Laura Jeppesen
Making Connections
Our maps of France blanketed the kitchen table, prompting myriad decisions. Should we rent a car in Grenoble and drive to Lyon, or take a bullet train and rent a car in Brive? The July heat was oppressive in 1996. My sticky fingers were attached to points on the map as though afraid our destinations might move a hundred miles east or west if I let go. Is a week in the Dordogne going to be enough?
We were waiting for the call from the travel agent when the phone rang. I wasn't expecting the voice at the other end. "Can you come in right away? Dr. Carter has the results of your biopsy and would like to see you." Although I had recently had a breast biopsy, I had simply put it out of my mind, assuming the results would be fine. "You'd better come with me," I said to my husband, as I reached for my car keys.
At the surgeon's office, the words flew by. "Invasive carcinoma ... axillary sampling ... re-excision ... unclear margins." I strained to grab hold of them. "But I'm going to Europe," I told her. She didn't seem to understand.
My husband asked about a second opinion. She gave us numbers to call. Our choices were no longer about hotels in the Marais. They were about removal of lymph nodes, mastectomy vs. lumpectomy, and reconstructive surgery. The only reservation we were making now was with the surgical specialties department to book the operation room. When I could tear myself away from that essential instrument, the telephone, I was at the library trading the Michelin Guide and Frommer's France for books about radiation and chemotherapy. "Can you hold?" I asked my life, "I'm on another line."
I made appointments with specialists and expected to be told what I needed to do. Instead, I was given statistics with probabilities and told to make my decisions. Opinions assaulted me. In my confusion, I discovered that I was a member of a new club — a support group of women with breast cancer. When we met, we used the words of our new vocabulary. We made appointments with breast surgeons and plastic surgeons. We compared our teams of "ists" — acupuncturists, psychiatrists, herbalists, radiologists, oncologists, dermatologists, nutritionists. And we read the obituaries.

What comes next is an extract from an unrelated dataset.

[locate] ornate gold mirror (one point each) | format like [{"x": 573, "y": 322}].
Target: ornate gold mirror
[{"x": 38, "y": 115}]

It was my nature to be brave, but now I felt vulnerable. My sense of calm could be shattered in a moment. Sometimes I could talk about it, but other times I just couldn't. At the moment I was safe, but what would the future bring? What new horrors might the very "cure" be inflicting? "Radiation," "chemotherapy" — the words terrified me.
A few weeks later, as I waited in a hospital johnny to be wheeled into the operating room, I paged automatically through magazines. The roller-coaster ride of the past month, where emotions turned on a dime, was over. Fear, gratitude, despair, compassion — fluctuating feelings had shaken me with an intensity I had never felt before. Now I was empty without affect. Staring at my horoscope, I was startled by the words, "July Cancer, auspicious time to travel."
"I'm sorry to see you again," the anesthesiologist said sympathetically. He spoke like an old friend, in spite of the fact that we had just met over a month ago, before my surgical biopsy. I began to remember our previous conversation.
"Did you enjoy your vacation?" I asked, recalling our former contact. He had told me about his passion for scuba diving, that he was about to take another course in deep-sea diving in the Caribbean. I had suspected, at the time, the he was engaging me in conversation the way he did all his patients, so he could tell at what point the anesthesia had taken effect. As I made a fist and his needle found a vein, he was saying, "The most beautiful coral is hidden deep in the reefs. If you can suspend your fear and breath deeply ... relax ... you can reach the depths ... rarest tropical life ... fragile beauty ... revelatory ... brilliant kaleidoscope ... explore."
His words were leading me to an inner sanctum. I knew I had become an exile with no hope of returning to my former consciousness, but I sensed the discovery of a new landscape, richly hued with colors previously unknown. I didn't yet know that the journey I had begun a month ago had forced me to leave behind a complacency that wouldn't be missed. Taking its place would be a passionate involvement in life, whatever it might bring. A dull throb reminded me of consciousness. Opening my eyes, I saw a large bouquet of purple dahlias and then my husband standing before me with a tray. I was hungry. My gaze eagerly scanned his presentation: a bowl of chicken soup, Jell-O, Earl Grey tea. And a map of France.